Cross-market statistical arbitrage exploits transient pricing inconsistencies between Polymarket and Kalshi, Polymarket and Manifold, or between correlated markets within Polymarket. The edges are small (1-3 cents typical) and require fast execution on both legs. This chapter is the honest playbook including the operational complexity that kills most attempts.
- What stat-arb means in prediction markets
- Polymarket-vs-Kalshi spread examples
- Pairs within Polymarket (correlated events)
- Mean reversion vs trend continuation
- Sizing for resolving (not perpetual) markets
- Risk: divergence past resolution
- Code: pairs monitor and threshold-trigger
What stat-arb means in prediction markets
Statistical arbitrage on prediction markets means trading the spread between two markets that should be priced consistently. Three flavors are common on Polymarket.

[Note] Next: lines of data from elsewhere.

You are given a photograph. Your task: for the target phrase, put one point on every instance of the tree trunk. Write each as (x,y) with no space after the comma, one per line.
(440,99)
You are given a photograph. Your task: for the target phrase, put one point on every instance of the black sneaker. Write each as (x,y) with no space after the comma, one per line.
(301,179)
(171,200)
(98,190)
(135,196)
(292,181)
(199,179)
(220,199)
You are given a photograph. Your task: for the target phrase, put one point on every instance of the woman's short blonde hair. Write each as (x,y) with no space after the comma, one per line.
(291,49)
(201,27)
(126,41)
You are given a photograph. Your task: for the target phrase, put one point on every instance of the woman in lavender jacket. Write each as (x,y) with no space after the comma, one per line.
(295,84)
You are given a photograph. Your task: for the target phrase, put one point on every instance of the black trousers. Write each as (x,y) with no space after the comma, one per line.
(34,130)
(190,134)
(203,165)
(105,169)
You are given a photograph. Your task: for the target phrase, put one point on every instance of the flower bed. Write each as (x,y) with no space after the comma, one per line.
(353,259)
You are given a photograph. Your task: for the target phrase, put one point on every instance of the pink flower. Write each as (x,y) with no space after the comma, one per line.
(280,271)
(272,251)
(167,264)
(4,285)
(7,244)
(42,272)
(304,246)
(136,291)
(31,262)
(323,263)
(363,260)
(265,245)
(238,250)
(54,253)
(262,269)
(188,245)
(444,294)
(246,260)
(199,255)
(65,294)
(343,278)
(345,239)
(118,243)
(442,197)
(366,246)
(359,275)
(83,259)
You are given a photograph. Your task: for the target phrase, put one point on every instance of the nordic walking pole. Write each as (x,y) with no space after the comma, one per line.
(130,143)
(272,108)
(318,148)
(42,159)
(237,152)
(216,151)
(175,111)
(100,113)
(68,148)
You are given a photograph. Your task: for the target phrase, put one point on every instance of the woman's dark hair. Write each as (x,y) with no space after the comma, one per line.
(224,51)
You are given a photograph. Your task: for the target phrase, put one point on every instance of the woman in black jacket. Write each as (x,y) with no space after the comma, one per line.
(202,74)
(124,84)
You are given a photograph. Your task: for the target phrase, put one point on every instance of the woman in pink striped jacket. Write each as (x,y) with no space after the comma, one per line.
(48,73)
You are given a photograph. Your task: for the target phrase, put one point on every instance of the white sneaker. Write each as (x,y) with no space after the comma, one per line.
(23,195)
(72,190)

- Cross-venue: same event on Polymarket and Kalshi (or Manifold, PredictIt). Pricing should converge; in practice it drifts 2-5 cents.
- Same-event-pair: parent vs sum of legs in NegRisk multi-outcome markets. Sum-to-1 invariant lets you arb when the legs sum to less than 1.0.

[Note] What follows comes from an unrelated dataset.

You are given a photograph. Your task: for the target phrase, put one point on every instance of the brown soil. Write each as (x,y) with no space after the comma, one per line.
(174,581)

- Correlated-event-pair: two markets about related outcomes (e.g. "Trump president on Jan 1" vs "Trump president on Mar 1"). Should price within 2-3 cents of each other.
The edges are small. The operational complexity is real. Most attempts die in execution, not in theory.
The structural one: split/merge basis arb
Before any statistical edge, there is a purely structural arb from the Conditional Token Framework - and the chapters above this one rarely mention it. Every Yes + No pair is redeemable for exactly $1.00 pUSD, so:
- If Yes + No < $1.00 on the book, buy both and
mergethe pair back to $1.00 - the difference is locked in, with no resolution wait. - If Yes + No > $1.00,
split$1.00 of pUSD into a fresh Yes + No pair and sell both into the book.
It is near risk-free but thin: the gap is usually a cent or less, capacity is bounded by the shallower side's depth, and the taker fee (plus gas on the split/merge) has to fit inside it. For multi-outcome (neg-risk) events the same idea generalises to the all-legs-sum-to-$1.00 check - see the neg-risk chapter and the CTF primitives. Treat this as the floor your fancier stat-arb must beat: if a structural arb is sitting on the book, take it first.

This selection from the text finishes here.